Follow the windy creek arms out to the main channel and use your depthfinder to find creek channels dropping from the woody flats into deeper water. Tie off to a tree stump so that you can drop live shiners or small jigs at a variety of depths both in the channel and along the upper flat.

Limestone has a nice mix of other species, including hybrid stripers, good largemouth and white bass and tons of catfish. So there's no telling what might inhale your shiner or jig.

During July, the lake is equally productive day and night, but you might consider an evening trip to beat the heat and the summer skiers. Pick your fishing spot at dusk, hang out a lantern and get ready to harvest the wealth of fish that'll come calling after dark.

Redfish Bay
It's been a hard summer of fishing - so why not spoil yourself with a little fly-fishing for redfish on the flats of Redfish Bay?

Shoal Grass Lodge - (361) 758-5307, www.shoalgrasslodge.com - is 10,000 square feet of fishing luxury overlooking the rich waters of Redfish Bay. Owner Terry Koehler concentrates on teaching anglers the finesse of saltwater fly-fishing, often from seagoing kayaks. And August - when winds fall, heat rises and the reds stay on the sand flats all day - is ideal for chasing them with a fly rod. Koehler offers all-inclusive packages with everything from luxury lodging and meals to guides and tackle and fly-casting instruction.

"It's addictive," Koehler said. "You won't believe what all you see in water shallower than you've ever fished. And it's so visual: You see fish tailing at 50 yards - stalk them - move in quietly for the cast."

Tarpon And Jacks
Padre Island Surf
Anglers willing to "run the beach" to follow schools of baitfish in September can catch giant tarpon and jack crevalle right from the beach.

"There are 10 days of the year, Sept. 20 to 30, that are most appropriate for tarpon," said Capt. Billy Sandifer - (361) 937-8446, www. billysandifer.com. "The dusky anchovy or redbone minnow, a baitfish about 1 1/2 inches, comes in to spawn, and the tarpon come with them and stay with them. And at the same time, a quarter-million fish-eating birds are here for the same reason: They're fixing to migrate to South America."

Jack crevalle also are likely to crash the party. "They're meaner than a junkyard dog, they average 22 pounds and they're 10 yards in front of you!" Sandifer stated. "It starts in late September and until December, during the traditional run of finger mullet out of the bay systems. They know the finger mullet are there, and the pelagic predators come out there to feed on the finger mullet."

Fish right at the waterline, too, because many big tarpon and jacks run in the first gut.

To fish North Padre Island, head south out of Corpus Christi and follow the signs. Lower tire pressure to 25 pounds, stay in the wheel ruts and pack food and water, just in case you get stranded. On much of the beach you'll have to park and walk, so pack light. Keep moving until you see fish activity.

Little Shell is four and a fifth miles south, while Big Shell is 18 miles south.
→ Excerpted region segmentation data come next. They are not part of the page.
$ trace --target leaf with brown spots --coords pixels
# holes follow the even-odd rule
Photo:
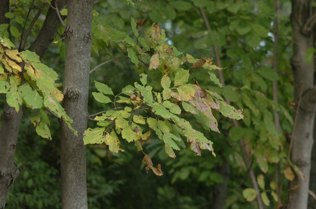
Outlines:
[[[191,68],[199,68],[204,65],[206,62],[206,60],[204,58],[201,58],[195,63],[191,66]]]
[[[144,158],[142,163],[146,165],[146,167],[145,168],[145,169],[147,170],[148,170],[150,169],[151,169],[155,174],[157,176],[162,175],[163,172],[160,169],[160,164],[158,164],[157,167],[154,167],[150,157],[146,153],[144,154],[145,154],[145,156],[144,157]],[[147,172],[148,173],[148,171],[147,171]]]

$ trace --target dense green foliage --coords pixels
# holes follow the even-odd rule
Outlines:
[[[223,180],[221,166],[227,161],[232,174],[227,208],[254,208],[255,204],[244,198],[251,202],[255,195],[251,198],[252,191],[247,188],[252,186],[237,143],[241,137],[246,143],[252,167],[258,176],[262,198],[267,206],[272,208],[276,199],[271,193],[275,189],[273,165],[280,162],[284,169],[288,147],[285,136],[290,134],[292,123],[289,104],[292,100],[293,78],[286,75],[291,71],[289,61],[292,50],[289,18],[290,3],[280,2],[277,73],[281,74],[278,75],[271,68],[274,17],[270,1],[127,1],[133,3],[135,7],[131,3],[127,5],[126,1],[114,0],[100,1],[94,6],[91,48],[94,54],[91,68],[114,57],[127,55],[129,58],[109,63],[102,67],[101,70],[90,74],[89,91],[94,93],[89,101],[90,115],[124,108],[92,117],[99,121],[99,126],[96,121],[91,120],[88,123],[90,128],[85,134],[85,143],[100,143],[87,145],[89,208],[106,205],[115,208],[208,208],[212,204],[214,186]],[[8,17],[11,18],[10,30],[15,37],[13,42],[16,45],[25,21],[24,17],[31,3],[13,1],[11,3],[17,7],[12,7],[13,12]],[[34,5],[39,7],[41,3],[34,1]],[[205,27],[200,7],[206,13],[212,32]],[[46,6],[43,13],[47,8]],[[66,14],[65,10],[61,11],[62,14]],[[30,14],[33,16],[35,12]],[[30,21],[28,20],[27,26]],[[37,21],[27,43],[33,40],[41,24]],[[8,37],[6,26],[1,26],[0,35]],[[62,83],[65,46],[60,37],[63,29],[61,24],[55,45],[51,46],[42,60],[56,71]],[[215,57],[213,44],[219,47],[222,65],[226,68],[222,70],[225,88],[221,88],[215,77],[217,68],[211,65],[211,59],[208,58]],[[195,57],[206,58],[203,58],[205,62],[202,65],[204,68],[191,68],[199,59],[194,59],[187,53]],[[142,62],[138,59],[141,57]],[[24,61],[28,60],[32,61]],[[183,61],[186,63],[181,65]],[[189,78],[189,72],[194,80]],[[9,81],[12,86],[11,81],[15,77],[11,76],[13,78]],[[40,100],[44,96],[44,89],[34,78],[31,77],[22,86],[29,86],[27,84],[30,82],[33,91],[29,93],[39,94]],[[5,80],[2,79],[1,84]],[[279,104],[276,104],[272,98],[272,81],[276,80],[279,85]],[[54,83],[53,81],[50,83]],[[3,85],[5,85],[7,84]],[[58,86],[55,88],[59,91],[56,88]],[[34,90],[38,89],[40,91]],[[197,92],[199,96],[194,98]],[[131,96],[133,93],[135,99]],[[172,94],[173,95],[170,99]],[[112,96],[109,97],[109,95]],[[223,105],[230,106],[224,101],[224,98],[236,109],[243,110],[244,119],[239,122],[240,126],[234,127],[230,118],[240,119],[242,116],[234,109],[229,112],[235,113],[233,116],[225,112]],[[44,98],[42,103],[36,103],[37,107],[25,97],[22,99],[29,107],[33,105],[32,109],[41,107],[43,104],[50,109],[45,105]],[[206,98],[211,101],[208,101]],[[201,104],[208,104],[209,111],[199,109]],[[16,102],[15,105],[17,105]],[[212,112],[210,107],[219,112]],[[23,110],[24,118],[15,160],[17,166],[23,165],[24,170],[10,190],[6,208],[60,208],[58,121],[50,114],[43,116],[45,111],[42,109]],[[275,127],[274,110],[280,113],[280,133]],[[181,115],[176,116],[179,111],[182,112]],[[40,115],[42,118],[40,120],[36,116]],[[46,117],[49,119],[46,125],[48,128],[50,123],[50,133],[47,135],[47,129],[42,129],[46,130],[41,134],[39,126],[35,130],[31,122],[43,123],[47,121],[44,119]],[[181,121],[180,118],[185,120]],[[150,118],[152,120],[149,122]],[[151,122],[154,125],[149,124]],[[109,128],[105,128],[114,124]],[[149,132],[152,129],[155,132]],[[53,140],[40,138],[35,131]],[[220,135],[216,132],[220,132]],[[118,135],[120,134],[121,138]],[[197,156],[189,147],[178,151],[180,146],[185,146],[181,136],[188,137],[191,149],[202,156]],[[135,146],[125,140],[135,141]],[[119,140],[121,144],[118,146]],[[108,146],[101,143],[103,141]],[[195,143],[199,148],[209,149],[212,153],[212,146],[216,157],[209,152],[197,151]],[[120,149],[125,152],[118,152]],[[145,165],[141,164],[143,154],[137,150],[147,153],[154,165],[160,164],[164,175],[157,176],[152,172],[145,172]],[[159,169],[150,165],[156,173],[162,174]],[[283,201],[285,194],[282,193]]]

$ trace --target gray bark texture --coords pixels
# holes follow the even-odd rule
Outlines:
[[[0,24],[10,23],[4,16],[9,12],[9,1],[0,0]],[[0,131],[0,209],[4,208],[9,190],[21,171],[22,168],[15,166],[13,158],[22,118],[21,107],[17,113],[5,102]]]
[[[225,158],[224,157],[223,157]],[[216,184],[215,186],[212,204],[212,208],[213,209],[225,208],[225,200],[228,181],[229,180],[230,165],[228,162],[225,158],[224,159],[221,171],[221,174],[223,177],[223,182]]]
[[[298,103],[303,84],[301,101],[293,133],[291,160],[306,176],[306,181],[296,177],[289,183],[289,188],[299,185],[299,189],[289,189],[287,209],[307,208],[312,150],[314,143],[316,91],[314,87],[313,62],[306,63],[304,57],[307,49],[314,46],[312,31],[309,25],[310,0],[292,0],[291,19],[293,28],[294,45],[292,63],[294,78],[294,100]],[[310,29],[308,30],[309,28]]]
[[[62,208],[87,209],[86,146],[92,37],[92,0],[68,0],[63,106],[78,136],[61,120]]]
[[[65,0],[60,0],[59,2],[61,7],[65,5]],[[9,11],[9,1],[0,0],[0,24],[9,23],[9,20],[4,16]],[[29,49],[40,58],[52,43],[60,23],[56,11],[50,8],[39,34]],[[17,169],[13,160],[20,124],[23,117],[22,107],[17,113],[14,108],[5,102],[3,112],[0,132],[0,209],[4,208],[9,190],[22,171],[22,168]]]

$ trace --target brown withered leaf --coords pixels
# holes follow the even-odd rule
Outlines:
[[[192,66],[191,66],[191,68],[199,68],[203,66],[205,63],[206,62],[206,61],[204,58],[201,58],[198,60],[196,62],[193,63]]]
[[[301,187],[302,186],[299,184],[295,184],[293,186],[293,187],[290,189],[290,190],[292,191],[297,190],[298,189],[300,189]]]
[[[212,57],[204,57],[204,59],[206,61],[206,64],[210,65],[213,63],[213,58]]]
[[[145,156],[142,162],[142,163],[144,163],[146,165],[146,167],[145,169],[147,170],[150,169],[153,170],[154,172],[157,176],[161,176],[163,174],[163,172],[161,171],[160,169],[160,164],[158,164],[157,167],[154,167],[153,165],[153,162],[151,161],[151,159],[150,157],[148,156],[146,153],[144,153]],[[147,171],[148,173],[148,171]]]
A well-rounded surf arsenal will include a couple of long-distance rods, a couple of 7-foot popping or spinning rods and maybe a light spinning rod for catching panfish.

Smallmouth Bass
Brazos River
The Brazos River below Lake Whitney Dam is one of the most beautiful and most productive fishing spots in Texas.

"This fishery is just phenomenal," said guide Chris Shafer who has operated Little Rocky Lodge and Guide Service - (254) 622-3010 - on Lake Whitney since 1989. "What makes it extremely unique is there's nobody else down there."

This is public water, but with limited access. The drift can be broken with shallow and rocky riffles. There are almost 22 miles of river lined with majestic limestone bluffs to drift through.

Largemouth, spotted and smallmouth bass are eager to hit anything from topwater plugs to flies. It's the smallmouths that deserve particular attention. Shafer holds the river record with a 7-pounder; his clients regularly catch bass from 1 to 3 pounds.

Drift the river from a high-floating flatbottom boat and bring light or ultralight tackle - either fly or spinning rods. The river fishes great from spring through fall, but in October it's usually deserted, leaving you alone to savor the fall colors, the crystal water and the incredible fishing.

"This is the only place I know where you catch fish every time you go!" Shafer said.

Blue Catfish
Choke Canyon
Among several great South Texas catfish lakes, Choke Canyon is the best. Choke has good populations of channel cats, blue cats and flatheads, but three-quarters of the population is made up of blues.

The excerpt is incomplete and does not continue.